There are now about a hundred CAVEs in use around the world. Most are used in virtual-reality research, automotive design and medical training. But Earth scientists often use them to visualize geological structures, and biologists are also getting in on the act. Timothy Karr studies fertilization in fruitflies at the University of Chicago. He has used a software system known as Crumbs, developed at the NCSA and other departments at Urbana-Champaign, which allows users to explore paths through three-dimensional data-space by dropping 'crumbs' to mark their trails.

Gathering the crumbs

Karr is interested in the fate of fruitfly sperm after it enters the egg. He used a CAVE at the NCSA to display microscopic images of sperm tails inside the egg. By using Crumbs to outline the tail on successive images, he was able to plot how the sperm changes once it is within the egg4. “Think about trying to follow an unravelling ball of yarn inside an egg, and you have an idea of how difficult this would be without software like Crumbs,” says Karr.

CAVEs, and other less sophisticated methods, could help researchers get a handle on the vast, high-dimensional data sets that are becoming increasingly common. But the techniques are not without their problems. Designing visualization methods is a multi-disciplinary task, drawing in statisticians, computer programmers and the researchers who produce the data, yet these different groups do not always communicate effectively. And even when techniques are well-designed, some researchers are wary of placing too much confidence in them.

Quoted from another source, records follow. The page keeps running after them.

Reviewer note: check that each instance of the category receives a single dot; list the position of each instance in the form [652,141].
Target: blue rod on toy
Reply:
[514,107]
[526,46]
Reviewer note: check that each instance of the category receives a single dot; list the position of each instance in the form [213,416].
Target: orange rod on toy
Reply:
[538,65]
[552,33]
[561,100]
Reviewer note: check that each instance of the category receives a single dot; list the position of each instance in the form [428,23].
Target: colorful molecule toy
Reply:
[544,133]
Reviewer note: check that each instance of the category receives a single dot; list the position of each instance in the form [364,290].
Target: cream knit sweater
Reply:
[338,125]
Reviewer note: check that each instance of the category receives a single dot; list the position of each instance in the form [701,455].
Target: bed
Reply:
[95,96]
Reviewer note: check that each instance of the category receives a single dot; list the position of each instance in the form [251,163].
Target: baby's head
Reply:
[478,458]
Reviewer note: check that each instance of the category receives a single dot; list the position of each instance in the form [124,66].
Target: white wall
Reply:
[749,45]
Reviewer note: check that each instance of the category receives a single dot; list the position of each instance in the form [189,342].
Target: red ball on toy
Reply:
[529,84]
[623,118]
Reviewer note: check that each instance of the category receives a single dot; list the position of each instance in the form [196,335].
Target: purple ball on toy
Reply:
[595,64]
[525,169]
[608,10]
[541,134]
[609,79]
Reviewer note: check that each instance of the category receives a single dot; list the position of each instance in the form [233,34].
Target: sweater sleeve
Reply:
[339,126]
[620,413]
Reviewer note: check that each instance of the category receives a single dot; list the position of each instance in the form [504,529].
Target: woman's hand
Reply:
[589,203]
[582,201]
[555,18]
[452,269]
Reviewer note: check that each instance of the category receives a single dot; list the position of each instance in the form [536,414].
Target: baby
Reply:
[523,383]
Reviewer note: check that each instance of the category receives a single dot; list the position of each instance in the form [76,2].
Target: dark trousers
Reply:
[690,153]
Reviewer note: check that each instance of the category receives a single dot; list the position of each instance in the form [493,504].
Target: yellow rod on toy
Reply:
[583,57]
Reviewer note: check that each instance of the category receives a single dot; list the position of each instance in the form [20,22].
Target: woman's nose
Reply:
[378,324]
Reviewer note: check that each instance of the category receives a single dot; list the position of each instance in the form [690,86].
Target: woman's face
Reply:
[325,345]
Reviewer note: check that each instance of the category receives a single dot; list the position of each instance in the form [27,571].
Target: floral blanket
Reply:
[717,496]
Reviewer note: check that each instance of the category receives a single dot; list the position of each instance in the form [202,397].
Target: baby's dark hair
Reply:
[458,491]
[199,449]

Many of the potential problems stem from a lack of cooperation, an issue that Botstein has experienced in his microarray work. “Biologists know too little about mathematics and computation, and computer scientists and statisticians know too little biology,” he says. “And as in any interdisciplinary endeavour, there are cultural and value differences that cause misunderstanding.” Biologists, says Botstein, do not particularly care how they analyse their data, as long as it offers some insight. But mathematicians may feel that a 'trivial' analysis has no academic value, despite the fact that such methods often stretch biologists' analytical powers to the limit.

There is also a divide between researchers who work on scientific images and those that use visualization as a precursor to statistical analysis. “The two groups tend to have their own separate conferences,” says Jason Leigh of the EVL. “There are so many techniques from both camps that are mutually beneficial to one another, but the opportunities for cross-fertilization are lost.”

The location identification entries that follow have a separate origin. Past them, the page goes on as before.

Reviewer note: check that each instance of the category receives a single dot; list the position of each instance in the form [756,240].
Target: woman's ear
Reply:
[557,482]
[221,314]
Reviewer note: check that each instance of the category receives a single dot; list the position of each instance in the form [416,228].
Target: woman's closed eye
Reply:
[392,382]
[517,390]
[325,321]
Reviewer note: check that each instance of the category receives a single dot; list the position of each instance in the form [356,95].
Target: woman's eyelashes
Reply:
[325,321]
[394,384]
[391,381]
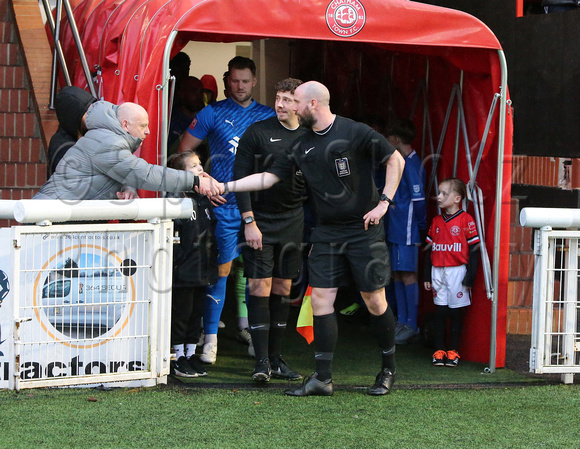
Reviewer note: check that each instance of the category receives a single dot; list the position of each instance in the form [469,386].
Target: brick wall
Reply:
[22,147]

Others lament the fact that vision researchers are seldom involved in developing the techniques, and warn that statisticians could be placing too much confidence in the pattern-recognition abilities of the human brain. “The human visual system is remarkably good at discovering real patterns,” says Eddy. “But it is also remarkably good at discovering false patterns. The experts who work on visualization methods are, with a few notable exceptions, woefully ignorant of the relevant psychology and psychophysics. Sadly, the cognitive psychologists have bigger fish to fry and are not especially interested.”

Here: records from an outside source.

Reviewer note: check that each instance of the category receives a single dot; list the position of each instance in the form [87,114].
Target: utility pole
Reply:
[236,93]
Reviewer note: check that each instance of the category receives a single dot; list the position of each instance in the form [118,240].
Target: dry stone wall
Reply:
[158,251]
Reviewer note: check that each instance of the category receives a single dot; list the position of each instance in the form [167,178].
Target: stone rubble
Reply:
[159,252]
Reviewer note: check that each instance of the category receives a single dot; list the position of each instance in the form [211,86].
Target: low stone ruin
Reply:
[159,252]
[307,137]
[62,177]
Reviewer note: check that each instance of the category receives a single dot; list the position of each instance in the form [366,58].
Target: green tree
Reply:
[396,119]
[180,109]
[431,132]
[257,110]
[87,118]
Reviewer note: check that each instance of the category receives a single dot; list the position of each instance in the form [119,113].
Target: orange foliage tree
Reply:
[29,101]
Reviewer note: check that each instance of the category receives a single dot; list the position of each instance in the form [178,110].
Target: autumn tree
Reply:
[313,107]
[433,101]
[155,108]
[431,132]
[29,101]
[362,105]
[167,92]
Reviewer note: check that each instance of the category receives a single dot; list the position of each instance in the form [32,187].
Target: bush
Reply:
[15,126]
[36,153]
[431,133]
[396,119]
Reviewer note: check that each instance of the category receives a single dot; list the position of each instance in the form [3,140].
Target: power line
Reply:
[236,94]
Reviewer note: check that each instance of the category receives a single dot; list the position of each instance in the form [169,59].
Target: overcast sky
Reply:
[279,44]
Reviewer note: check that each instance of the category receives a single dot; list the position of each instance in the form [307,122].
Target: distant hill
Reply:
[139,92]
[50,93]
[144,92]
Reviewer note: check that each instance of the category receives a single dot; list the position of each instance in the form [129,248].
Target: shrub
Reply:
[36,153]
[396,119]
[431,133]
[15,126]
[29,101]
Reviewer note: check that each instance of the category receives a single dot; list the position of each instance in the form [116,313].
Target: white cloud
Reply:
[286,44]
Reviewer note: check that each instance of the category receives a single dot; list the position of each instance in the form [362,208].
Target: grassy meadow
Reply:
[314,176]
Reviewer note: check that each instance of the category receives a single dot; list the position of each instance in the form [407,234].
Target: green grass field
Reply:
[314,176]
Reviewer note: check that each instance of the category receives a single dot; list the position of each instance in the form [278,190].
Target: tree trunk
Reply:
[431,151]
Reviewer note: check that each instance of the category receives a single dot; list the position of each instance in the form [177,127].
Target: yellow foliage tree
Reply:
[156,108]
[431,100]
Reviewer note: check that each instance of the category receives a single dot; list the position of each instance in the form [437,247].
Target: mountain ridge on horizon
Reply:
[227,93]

If the groups do start working together, they are likely to find that the speed with which data become redundant creates a demand for new methods of analysis. “The time window for analysis is getting shorter and shorter,” says Daniel Carr, a statistician at George Mason University. “It is hard to imagine that in five years scientists will be much interested in analysing today's microarray data.”

They will also find that with data piling up in many different disciplines, and becoming less useful increasingly quickly, there has never been a greater need for visualization methods. And for the advocates of visualization, the benefits are clear. “Science will continue to progress with or without more attention to visualization and data analysis,” says Eddy. “But it will progress much faster with careful attention to these issues. To begin with there has to be a will to do it — a commitment to the analysis.”